The Trudeau legacy: “Sunny ways” in a smoky haze
January 31, 2025

This article originally appeared in The Hill Times on January 20th, 2025.
Following soon-to-be-former Prime Minister Justin Trudeau’s resignation announcement, there’s been a lot of discussion about what his legacy will be.
Some people argue that his legacy will be defined by what he didn’t accomplish, which was electoral reform, but I have a different take. It’s about a Justin Trudeau legacy which not only impacts Canadians and Canada, but will continue to impact humanity across the globe for generations to come.
The Trans Mountain Pipeline System Expansion Project, also known as TMX, or as the most ill-conceived, short-sighted, environmentally and socially catastrophic failure in national economics and diplomacy. Purchased by the government under Trudeau, this project will be remembered to be as confusing as Trudeau’s wardrobe in India, and much more costly to the taxpayer than his relationships with SNC Lavalin and WE Charity.
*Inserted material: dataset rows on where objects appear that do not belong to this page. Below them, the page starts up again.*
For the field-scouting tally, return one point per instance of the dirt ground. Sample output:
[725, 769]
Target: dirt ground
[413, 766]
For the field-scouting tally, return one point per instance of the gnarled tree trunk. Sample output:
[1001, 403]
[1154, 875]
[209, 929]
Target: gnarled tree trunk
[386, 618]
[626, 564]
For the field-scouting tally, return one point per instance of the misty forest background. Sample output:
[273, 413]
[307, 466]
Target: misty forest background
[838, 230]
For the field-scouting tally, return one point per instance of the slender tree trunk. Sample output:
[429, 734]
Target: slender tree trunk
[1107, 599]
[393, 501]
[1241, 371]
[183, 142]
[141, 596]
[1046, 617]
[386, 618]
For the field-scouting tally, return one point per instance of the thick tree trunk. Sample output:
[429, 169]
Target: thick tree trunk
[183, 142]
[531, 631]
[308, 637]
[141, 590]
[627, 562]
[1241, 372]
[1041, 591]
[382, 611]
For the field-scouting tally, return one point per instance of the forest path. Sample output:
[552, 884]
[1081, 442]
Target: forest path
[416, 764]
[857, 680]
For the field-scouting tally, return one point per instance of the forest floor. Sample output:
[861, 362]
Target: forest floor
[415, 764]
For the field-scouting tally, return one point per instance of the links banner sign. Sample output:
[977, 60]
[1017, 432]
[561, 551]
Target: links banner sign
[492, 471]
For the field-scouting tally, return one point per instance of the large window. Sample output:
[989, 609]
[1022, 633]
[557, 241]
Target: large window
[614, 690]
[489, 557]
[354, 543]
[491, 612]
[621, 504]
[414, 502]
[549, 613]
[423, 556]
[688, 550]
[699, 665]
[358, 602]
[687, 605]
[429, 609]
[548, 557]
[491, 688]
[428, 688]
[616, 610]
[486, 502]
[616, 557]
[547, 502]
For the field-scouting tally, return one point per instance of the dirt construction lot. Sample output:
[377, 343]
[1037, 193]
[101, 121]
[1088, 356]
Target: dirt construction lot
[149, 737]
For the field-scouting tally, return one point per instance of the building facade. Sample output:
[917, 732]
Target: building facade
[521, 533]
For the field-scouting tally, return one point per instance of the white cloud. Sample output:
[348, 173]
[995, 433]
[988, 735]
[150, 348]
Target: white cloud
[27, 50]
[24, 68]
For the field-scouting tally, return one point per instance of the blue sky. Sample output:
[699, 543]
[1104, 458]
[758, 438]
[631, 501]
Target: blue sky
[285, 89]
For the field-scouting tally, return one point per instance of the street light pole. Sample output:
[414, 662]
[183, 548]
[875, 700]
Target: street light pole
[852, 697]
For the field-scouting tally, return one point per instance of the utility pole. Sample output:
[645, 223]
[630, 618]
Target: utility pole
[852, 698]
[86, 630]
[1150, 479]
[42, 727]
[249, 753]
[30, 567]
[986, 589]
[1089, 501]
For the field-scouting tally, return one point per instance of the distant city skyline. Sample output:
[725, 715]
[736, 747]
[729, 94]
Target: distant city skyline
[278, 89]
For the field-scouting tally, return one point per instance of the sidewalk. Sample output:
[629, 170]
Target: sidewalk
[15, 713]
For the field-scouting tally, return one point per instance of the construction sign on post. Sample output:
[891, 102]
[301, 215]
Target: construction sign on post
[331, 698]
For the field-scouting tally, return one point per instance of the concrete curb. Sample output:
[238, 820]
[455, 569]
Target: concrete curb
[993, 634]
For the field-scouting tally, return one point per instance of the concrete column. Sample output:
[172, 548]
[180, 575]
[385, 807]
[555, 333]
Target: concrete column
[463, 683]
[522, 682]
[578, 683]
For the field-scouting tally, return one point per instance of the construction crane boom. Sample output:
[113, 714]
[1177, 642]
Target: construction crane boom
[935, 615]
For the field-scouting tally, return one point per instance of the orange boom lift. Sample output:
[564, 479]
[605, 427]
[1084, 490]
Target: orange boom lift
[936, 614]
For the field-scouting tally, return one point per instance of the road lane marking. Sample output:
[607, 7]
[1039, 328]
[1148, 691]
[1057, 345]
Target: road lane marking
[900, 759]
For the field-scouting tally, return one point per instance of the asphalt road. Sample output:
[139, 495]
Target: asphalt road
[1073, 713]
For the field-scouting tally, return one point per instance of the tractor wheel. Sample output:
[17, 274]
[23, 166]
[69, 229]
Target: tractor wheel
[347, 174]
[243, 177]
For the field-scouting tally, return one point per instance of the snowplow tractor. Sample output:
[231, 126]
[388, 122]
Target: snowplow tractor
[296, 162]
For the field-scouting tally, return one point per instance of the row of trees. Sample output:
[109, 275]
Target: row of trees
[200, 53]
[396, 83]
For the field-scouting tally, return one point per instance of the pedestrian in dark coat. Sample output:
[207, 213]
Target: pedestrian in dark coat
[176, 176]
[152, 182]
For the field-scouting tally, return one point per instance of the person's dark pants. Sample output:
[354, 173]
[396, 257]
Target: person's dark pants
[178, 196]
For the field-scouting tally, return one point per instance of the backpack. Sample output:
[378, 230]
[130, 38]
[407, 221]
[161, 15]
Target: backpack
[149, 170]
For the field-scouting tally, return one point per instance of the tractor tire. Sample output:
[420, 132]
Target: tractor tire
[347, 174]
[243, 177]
From the outset, the TMX pipeline, originally owned by Houston-based energy infrastructure company Kinder Morgan, was under siege on all sides for its scientifically proven negative climatic and environmental impacts, its failure to respect Indigenous lands, and its dubious economic benefits for Canada.
So what do you do if you go to the grocery store and see produce which is way past its sell-by date and doesn’t meet expert-defined health standards? Well, apparently, you buy it and bring it home, to the tune of $4.5 billion.
Part of the reasoning behind the Liberal government buying the TMX project was that it would unify the country behind a magnificent national project – like the CP Transcontinental Railway did during Canada’s formative years. It was also meant to build closer ties between the provinces, particularly Ontario, Alberta, and B.C. For Alberta, the intention was a quid pro quo of buying the project to get the province on board with a carbon tax. All these good intentions – national unity, aligning the provinces, and putting a price on pollution – fell firmly under the Liberal Party’s philosophy of “sunny ways”… And all these good intentions face-planted spectacularly.
From the outset, multiple Indigenous Nations resisted the TMX pipeline, turning the RCMP into the fossil fuel industry’s de-facto private security force which was wielded to crush peaceful protest. The government of B.C. wanted nothing to do with it, and Alberta went conservative, refused the carbon tax, and ended up being even more hostile towards Ottawa. Meanwhile, the Feds themselves acknowledged that TMX would be a net loss for the Government economically. Ultimately, Canadian taxpayers ended up being on the hook for $40 billion for a pipeline that the government can’t find a buyer for.
So instead of leaving us with a legacy of a safer future or cleaner economy, Justin Trudeau stuck Canadians with the bill for a pipeline that carries so much debt that it can’t be sold, a driving force of climatic collapse, a renewed broken trust with Indigenous People, and undermined his own attempts at a carbon tax. Now that is a legacy.
You could say that the pipeline is moving tar sands oil to the places it intended, but with peak demand for oil estimated to be reached in five years, that’s a lot of oil that nobody wants to buy. Either way, with increasing floods sweeping away people’s homes, droughts impacting agriculture, and forest fires burning hotter, more widely and more frequently – those Liberal “sunny ways” become obscured by wildfire smoke.
The pipeline also doubles down on Canada being a global trafficker in climate-harming emissions as the same domestic unnatural disasters are increased across the globe to devastating and deadly effect. Which is why TMX is a perfect example of how Trudeau’s “sunny ways” compromises actually undermined the larger policy goals of his government while at the same time making enemies on all sides of the political spectrum.
The lessons here are clear: Never again can we be fooled when the Premier of Alberta demands just one more pipeline. And never again can any Prime Minister of any political stripe be allowed to give the nation’s credit card to the Big Oil corporations.
Any new PM needs to demonstrate scientific and economic literacy and end fossil fuel subsidies which includes investing in expensive, unproven technology like the Pathways Alliance’s pipe dream of carbon capture, an even larger boondoggle than Trudeau’s pipeline mistake.
It’s up to us as voters and taxpayers to make sure sunny ways are here to stay by ensuring not one more loonie is given to an enormously wealthy industry that is putting all of our futures’ at risk.